Em entrevista à agência Lusa, a ex-eurodeputada do PS volta a criticar o processo seguido por Marcelo Rebelo de Sousa e António Costa na substituição do presidente do Tribunal de Contas (TdC)e considera inconstitucional o princípio não automático da não renovação de mandatos dos cargos de natureza judicial.

Ana Gomes, porém, não alinha com os defensores da corrente que reclamou a recondução de Joana Marques Vidal como procuradora-geral da República. Considera mesmo que o mandato de Joana Marques Vidal teve pontos positivos e outros muito negativos, como o arquivamento do processo dos submarinos adquiridos pelo Estado Português - uma decisão que diz ter sido "política".

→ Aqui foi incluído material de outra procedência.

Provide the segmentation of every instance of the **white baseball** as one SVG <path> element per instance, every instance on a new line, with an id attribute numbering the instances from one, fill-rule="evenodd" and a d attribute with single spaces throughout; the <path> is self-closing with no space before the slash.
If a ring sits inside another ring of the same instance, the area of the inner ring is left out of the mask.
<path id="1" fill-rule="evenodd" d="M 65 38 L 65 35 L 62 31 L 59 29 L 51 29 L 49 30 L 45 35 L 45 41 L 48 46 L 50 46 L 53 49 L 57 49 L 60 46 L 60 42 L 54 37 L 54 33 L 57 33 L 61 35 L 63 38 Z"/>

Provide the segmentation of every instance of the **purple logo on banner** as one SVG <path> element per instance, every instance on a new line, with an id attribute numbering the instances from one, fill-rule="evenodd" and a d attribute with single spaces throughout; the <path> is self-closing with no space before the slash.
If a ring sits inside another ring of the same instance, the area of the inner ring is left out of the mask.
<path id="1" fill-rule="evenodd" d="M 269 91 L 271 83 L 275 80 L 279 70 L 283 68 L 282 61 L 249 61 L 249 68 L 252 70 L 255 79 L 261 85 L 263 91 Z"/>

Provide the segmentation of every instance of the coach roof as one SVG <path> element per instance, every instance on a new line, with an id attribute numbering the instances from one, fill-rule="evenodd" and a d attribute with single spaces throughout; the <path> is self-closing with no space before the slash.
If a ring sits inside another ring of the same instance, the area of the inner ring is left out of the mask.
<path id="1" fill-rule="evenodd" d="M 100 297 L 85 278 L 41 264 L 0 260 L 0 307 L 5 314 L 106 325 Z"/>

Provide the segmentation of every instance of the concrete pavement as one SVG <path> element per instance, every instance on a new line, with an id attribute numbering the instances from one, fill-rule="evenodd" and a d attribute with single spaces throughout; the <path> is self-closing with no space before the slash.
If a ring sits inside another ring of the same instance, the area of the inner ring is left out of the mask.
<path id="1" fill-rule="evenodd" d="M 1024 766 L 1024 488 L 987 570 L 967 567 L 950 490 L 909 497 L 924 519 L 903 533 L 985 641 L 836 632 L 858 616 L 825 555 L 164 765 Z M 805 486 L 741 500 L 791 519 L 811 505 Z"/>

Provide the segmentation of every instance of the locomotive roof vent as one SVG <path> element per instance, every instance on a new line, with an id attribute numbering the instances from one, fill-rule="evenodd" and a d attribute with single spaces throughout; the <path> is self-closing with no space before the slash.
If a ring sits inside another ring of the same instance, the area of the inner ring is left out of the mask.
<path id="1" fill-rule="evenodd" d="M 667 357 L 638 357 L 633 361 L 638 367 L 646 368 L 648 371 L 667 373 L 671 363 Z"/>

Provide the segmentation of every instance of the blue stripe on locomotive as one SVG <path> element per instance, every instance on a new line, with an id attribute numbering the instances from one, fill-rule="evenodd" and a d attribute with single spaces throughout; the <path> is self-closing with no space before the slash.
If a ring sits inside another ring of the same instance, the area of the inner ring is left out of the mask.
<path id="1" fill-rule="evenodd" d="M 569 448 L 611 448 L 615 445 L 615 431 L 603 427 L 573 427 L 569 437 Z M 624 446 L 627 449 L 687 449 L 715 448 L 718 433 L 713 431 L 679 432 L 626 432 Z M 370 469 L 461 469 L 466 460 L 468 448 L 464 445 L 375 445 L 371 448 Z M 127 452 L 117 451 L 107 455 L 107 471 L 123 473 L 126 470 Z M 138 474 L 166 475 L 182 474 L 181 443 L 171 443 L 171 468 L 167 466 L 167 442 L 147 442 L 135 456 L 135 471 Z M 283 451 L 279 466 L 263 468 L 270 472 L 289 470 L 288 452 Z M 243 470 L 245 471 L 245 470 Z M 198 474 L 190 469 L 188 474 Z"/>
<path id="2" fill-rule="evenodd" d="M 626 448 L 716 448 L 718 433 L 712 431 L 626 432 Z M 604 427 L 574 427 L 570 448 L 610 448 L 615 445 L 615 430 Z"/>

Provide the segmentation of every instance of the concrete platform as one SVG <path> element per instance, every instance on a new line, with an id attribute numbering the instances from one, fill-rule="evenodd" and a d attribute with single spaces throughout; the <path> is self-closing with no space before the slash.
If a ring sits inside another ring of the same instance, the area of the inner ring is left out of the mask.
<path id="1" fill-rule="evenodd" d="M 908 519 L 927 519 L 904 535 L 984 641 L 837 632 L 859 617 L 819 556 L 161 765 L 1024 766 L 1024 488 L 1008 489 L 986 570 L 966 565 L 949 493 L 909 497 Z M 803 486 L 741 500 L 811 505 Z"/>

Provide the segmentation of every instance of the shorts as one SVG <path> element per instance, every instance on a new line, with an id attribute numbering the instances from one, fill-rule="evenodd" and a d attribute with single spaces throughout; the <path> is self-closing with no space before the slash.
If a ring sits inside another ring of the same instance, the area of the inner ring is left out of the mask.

"Há instituições democráticas que não estão a funcionar como deviam, por exemplo na justiça, mas não só. Ao nível da separação de poderes, entendo que se gera uma confusão quando há demasiado encosto entre o órgão Presidente da República e o órgão Governo. É essa a perceção que muitos cidadãos têm perante alguns episódios, como o da recente substituição do presidente do Tribunal de Contas", sustenta Ana Gomes.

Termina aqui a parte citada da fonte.